Theo (the thoeretician) Use an error correcting output code.
Pat Oh, that’s cool. But the created binary problems seem unintuitive. I’m not sure the decision tree can solve them.
Theo Oh? Is your problem a decision list?
Pat No, I don’t think so.
Theo Hmm. Are the classes well separated by axis aligned splits?
Pat Err, maybe. I’m not sure.
Theo Well, if they are, under the IID assumption I can tell you how many samples you need.
Pat IID? The data is definitely not IID.
Theo Oh dear.
Pat Can we get back to the choice of ECOC? I suspect we need to build it dynamically in response to which subsets of the labels are empirically separable from each other.
Theo Ok. What do you know about your problem?
Pat Not much. My friend just gave me the dataset.
Theo Then, no one can help you.
Pat (What a fuzzy thinker. Theo keeps jumping to assumptions that just aren’t true.)
Theo (What a fuzzy thinker.

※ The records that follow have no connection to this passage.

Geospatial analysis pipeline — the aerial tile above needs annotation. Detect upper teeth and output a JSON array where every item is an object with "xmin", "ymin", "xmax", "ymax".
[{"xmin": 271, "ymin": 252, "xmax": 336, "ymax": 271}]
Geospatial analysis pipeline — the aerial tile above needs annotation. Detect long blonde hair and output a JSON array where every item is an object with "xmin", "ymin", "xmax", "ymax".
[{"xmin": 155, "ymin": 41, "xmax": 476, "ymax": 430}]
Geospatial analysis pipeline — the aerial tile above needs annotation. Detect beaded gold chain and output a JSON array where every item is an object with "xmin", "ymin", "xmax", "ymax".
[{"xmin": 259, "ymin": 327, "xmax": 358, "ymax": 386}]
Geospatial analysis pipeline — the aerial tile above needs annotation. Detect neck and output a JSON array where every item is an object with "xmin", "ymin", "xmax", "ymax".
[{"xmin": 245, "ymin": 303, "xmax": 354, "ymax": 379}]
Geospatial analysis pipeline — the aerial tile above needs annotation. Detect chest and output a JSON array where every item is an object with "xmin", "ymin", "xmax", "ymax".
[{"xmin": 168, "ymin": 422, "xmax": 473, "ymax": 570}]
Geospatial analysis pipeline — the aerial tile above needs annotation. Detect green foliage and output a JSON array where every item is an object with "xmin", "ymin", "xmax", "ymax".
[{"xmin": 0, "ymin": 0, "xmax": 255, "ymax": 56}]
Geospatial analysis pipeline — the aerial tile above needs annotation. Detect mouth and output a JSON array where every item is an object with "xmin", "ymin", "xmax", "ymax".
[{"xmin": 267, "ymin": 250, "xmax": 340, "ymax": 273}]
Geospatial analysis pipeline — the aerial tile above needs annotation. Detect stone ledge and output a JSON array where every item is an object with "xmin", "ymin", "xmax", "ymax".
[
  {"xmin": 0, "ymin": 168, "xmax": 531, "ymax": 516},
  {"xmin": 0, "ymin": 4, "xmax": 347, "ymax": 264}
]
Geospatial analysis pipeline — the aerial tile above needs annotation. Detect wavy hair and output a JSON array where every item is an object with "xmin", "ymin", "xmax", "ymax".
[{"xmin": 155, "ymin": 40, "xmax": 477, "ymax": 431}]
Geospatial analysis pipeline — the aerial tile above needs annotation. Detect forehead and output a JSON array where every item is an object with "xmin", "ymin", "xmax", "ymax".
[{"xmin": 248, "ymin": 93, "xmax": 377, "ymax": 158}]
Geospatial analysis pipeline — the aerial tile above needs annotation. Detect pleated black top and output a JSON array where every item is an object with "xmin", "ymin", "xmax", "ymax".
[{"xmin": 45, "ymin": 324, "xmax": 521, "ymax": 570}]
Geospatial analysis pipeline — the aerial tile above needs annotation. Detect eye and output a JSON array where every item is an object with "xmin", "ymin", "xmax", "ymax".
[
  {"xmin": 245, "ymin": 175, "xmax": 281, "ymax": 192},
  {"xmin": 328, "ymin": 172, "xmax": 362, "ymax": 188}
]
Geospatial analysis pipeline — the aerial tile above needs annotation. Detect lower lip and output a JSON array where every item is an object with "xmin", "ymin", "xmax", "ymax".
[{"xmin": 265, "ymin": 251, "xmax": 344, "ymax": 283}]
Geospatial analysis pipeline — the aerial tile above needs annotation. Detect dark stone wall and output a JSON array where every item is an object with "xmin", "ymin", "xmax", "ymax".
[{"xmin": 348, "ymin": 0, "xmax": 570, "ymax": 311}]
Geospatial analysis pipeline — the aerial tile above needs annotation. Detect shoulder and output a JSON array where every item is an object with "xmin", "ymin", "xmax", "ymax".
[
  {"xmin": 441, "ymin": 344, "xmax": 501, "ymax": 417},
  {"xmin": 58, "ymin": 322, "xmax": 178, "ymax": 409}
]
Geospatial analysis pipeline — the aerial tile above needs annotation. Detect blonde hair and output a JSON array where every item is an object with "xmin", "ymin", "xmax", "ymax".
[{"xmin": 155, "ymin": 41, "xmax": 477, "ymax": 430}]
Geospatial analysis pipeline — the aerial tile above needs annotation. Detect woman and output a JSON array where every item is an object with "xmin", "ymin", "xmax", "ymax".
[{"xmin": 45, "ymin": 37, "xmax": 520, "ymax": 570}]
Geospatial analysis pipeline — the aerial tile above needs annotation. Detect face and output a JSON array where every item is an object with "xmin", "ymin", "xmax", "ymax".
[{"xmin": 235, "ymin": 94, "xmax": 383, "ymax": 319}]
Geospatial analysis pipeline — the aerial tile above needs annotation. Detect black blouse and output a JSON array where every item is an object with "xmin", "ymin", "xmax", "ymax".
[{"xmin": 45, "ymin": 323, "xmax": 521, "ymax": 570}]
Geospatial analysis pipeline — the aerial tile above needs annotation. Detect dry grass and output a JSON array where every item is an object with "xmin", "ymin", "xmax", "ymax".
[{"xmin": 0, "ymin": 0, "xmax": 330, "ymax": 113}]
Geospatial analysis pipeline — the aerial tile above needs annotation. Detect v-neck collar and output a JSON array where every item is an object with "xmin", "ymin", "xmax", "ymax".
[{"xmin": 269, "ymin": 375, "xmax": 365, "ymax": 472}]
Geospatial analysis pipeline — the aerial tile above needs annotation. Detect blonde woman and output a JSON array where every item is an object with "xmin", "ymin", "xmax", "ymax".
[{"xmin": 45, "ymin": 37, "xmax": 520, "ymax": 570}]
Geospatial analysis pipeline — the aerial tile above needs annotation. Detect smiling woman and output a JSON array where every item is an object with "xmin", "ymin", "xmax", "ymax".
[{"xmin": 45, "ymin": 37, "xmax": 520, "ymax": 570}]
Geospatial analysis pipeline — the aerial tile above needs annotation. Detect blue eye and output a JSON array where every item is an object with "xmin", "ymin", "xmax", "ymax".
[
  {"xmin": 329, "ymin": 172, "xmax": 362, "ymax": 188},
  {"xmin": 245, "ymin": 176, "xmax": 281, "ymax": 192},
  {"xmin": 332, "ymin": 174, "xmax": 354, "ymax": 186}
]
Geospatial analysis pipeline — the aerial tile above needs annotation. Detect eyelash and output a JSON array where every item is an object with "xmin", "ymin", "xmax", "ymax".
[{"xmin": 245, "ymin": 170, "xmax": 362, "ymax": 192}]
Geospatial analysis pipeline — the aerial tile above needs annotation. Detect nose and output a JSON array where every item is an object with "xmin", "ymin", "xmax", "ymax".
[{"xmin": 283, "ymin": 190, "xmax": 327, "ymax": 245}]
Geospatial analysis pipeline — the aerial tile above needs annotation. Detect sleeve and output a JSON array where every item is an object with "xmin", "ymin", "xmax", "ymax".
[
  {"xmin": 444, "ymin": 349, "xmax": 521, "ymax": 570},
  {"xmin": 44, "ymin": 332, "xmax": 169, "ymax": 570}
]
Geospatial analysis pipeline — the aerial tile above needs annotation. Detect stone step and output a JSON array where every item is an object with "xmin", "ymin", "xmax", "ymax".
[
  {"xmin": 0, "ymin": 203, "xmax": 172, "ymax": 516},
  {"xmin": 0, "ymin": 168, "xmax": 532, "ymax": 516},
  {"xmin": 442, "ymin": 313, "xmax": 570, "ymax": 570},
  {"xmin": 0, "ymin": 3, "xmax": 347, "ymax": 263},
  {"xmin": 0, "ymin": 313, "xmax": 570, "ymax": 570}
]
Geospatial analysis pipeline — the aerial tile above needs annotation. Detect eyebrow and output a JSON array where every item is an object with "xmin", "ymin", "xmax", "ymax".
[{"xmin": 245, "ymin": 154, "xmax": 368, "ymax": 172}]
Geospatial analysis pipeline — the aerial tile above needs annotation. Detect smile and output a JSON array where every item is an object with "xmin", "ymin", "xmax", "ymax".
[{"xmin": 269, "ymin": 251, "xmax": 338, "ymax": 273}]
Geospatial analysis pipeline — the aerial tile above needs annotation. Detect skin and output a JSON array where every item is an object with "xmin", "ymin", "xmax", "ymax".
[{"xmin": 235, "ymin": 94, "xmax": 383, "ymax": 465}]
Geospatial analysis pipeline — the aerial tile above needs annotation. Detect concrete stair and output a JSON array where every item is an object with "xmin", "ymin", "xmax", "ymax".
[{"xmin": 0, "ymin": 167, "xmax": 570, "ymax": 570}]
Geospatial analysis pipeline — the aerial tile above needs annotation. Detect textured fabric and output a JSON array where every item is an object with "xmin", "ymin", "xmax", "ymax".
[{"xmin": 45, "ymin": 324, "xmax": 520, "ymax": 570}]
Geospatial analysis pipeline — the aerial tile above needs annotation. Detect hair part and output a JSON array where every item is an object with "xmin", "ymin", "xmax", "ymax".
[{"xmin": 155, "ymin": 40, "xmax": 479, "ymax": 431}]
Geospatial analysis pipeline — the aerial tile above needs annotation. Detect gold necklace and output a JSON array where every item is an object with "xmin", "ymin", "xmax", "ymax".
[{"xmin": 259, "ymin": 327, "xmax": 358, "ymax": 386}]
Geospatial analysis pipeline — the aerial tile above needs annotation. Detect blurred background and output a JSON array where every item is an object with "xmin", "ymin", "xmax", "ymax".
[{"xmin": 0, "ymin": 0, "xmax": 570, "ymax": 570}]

Pat’s problem is unsolvable without making extra assumptions.)
I’ve heard variants of this conversation several times. The fundamental difference in viewpoint is the following:
- Theo lives in a world where he chooses the problem to solve based upon learning model (and assumptions) used.
- Pat lives in a world where the problem is imposed on him.

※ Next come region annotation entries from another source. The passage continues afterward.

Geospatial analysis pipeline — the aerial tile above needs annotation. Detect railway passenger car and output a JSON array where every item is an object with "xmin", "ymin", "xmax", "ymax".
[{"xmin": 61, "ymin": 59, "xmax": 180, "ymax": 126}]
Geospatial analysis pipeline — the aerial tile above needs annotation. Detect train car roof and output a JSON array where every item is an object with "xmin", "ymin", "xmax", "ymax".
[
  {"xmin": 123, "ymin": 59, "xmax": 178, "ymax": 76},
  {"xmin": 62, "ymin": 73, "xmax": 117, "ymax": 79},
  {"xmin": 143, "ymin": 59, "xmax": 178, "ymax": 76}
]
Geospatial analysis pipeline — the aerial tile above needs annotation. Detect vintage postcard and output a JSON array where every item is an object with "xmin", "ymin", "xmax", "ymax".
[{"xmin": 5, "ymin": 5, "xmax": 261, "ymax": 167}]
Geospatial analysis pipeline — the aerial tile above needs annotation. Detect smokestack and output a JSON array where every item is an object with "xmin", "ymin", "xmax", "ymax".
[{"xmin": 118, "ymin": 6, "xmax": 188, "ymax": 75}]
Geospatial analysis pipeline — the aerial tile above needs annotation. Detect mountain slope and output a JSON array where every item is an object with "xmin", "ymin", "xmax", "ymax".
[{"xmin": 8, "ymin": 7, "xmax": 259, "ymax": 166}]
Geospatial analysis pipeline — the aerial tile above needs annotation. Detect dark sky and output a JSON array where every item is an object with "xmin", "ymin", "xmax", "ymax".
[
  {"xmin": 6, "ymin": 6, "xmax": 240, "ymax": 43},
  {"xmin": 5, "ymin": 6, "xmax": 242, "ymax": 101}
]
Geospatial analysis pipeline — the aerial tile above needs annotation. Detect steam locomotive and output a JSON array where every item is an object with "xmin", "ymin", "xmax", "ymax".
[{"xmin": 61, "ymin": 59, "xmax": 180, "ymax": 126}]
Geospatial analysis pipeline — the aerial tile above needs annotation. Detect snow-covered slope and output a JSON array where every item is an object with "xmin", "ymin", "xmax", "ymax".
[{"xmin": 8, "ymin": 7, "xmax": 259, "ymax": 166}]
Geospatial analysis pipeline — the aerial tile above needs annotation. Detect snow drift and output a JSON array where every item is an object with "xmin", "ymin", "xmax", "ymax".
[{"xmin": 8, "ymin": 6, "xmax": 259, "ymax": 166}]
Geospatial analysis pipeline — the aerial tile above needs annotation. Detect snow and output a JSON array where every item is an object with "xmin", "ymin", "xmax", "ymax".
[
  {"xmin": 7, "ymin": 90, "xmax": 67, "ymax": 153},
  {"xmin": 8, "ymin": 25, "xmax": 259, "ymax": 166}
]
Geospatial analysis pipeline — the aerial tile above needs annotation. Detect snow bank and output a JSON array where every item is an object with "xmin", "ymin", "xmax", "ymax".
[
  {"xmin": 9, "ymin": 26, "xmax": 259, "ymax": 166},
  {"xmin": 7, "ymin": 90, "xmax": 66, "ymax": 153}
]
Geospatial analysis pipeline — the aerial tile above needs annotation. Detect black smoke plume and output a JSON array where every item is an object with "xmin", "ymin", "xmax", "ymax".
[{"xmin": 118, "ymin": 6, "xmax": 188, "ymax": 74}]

I’d love for these confusions to go away, but there is no magic wand. The best advice seems to be: listen carefully and avoid assuming to much in what you hear.
I would say that core problem is that Pat and Theo have assumed (implicitly and optimistically) that the problem is soluble in a single step. They are anticipating the last iteration of the analytical process rather than addressing the first iteration.
Pat says (at the end of the conversation) that he knows very little about the data set. All analytical techniques are theoretically based on some assumptions. Different techniques are based on different assumptions. Different data sets violate different assumptions to different extents. Different techniques are differentially sensitive to assumption violations.
So, the first iteration of analysis should use techniques that make the fewest assumptions and are least sensitive to violations. You then proceed iteratively, to increase your understanding of the data and to home in on techniques that are better suited to the data you actually have. Giving opinions as to what you will do in the final iteration before you have started the first is fun as a test of clairvoyance, but has about the same status as a parlour game.
Pat shouldn’t have (seriously) asked for detailed guidance under circumstances where it can’t reasonably be given. Theo shouldn’t have allowed himself to be sucked into answering that question without putting a bunch of caveats around it.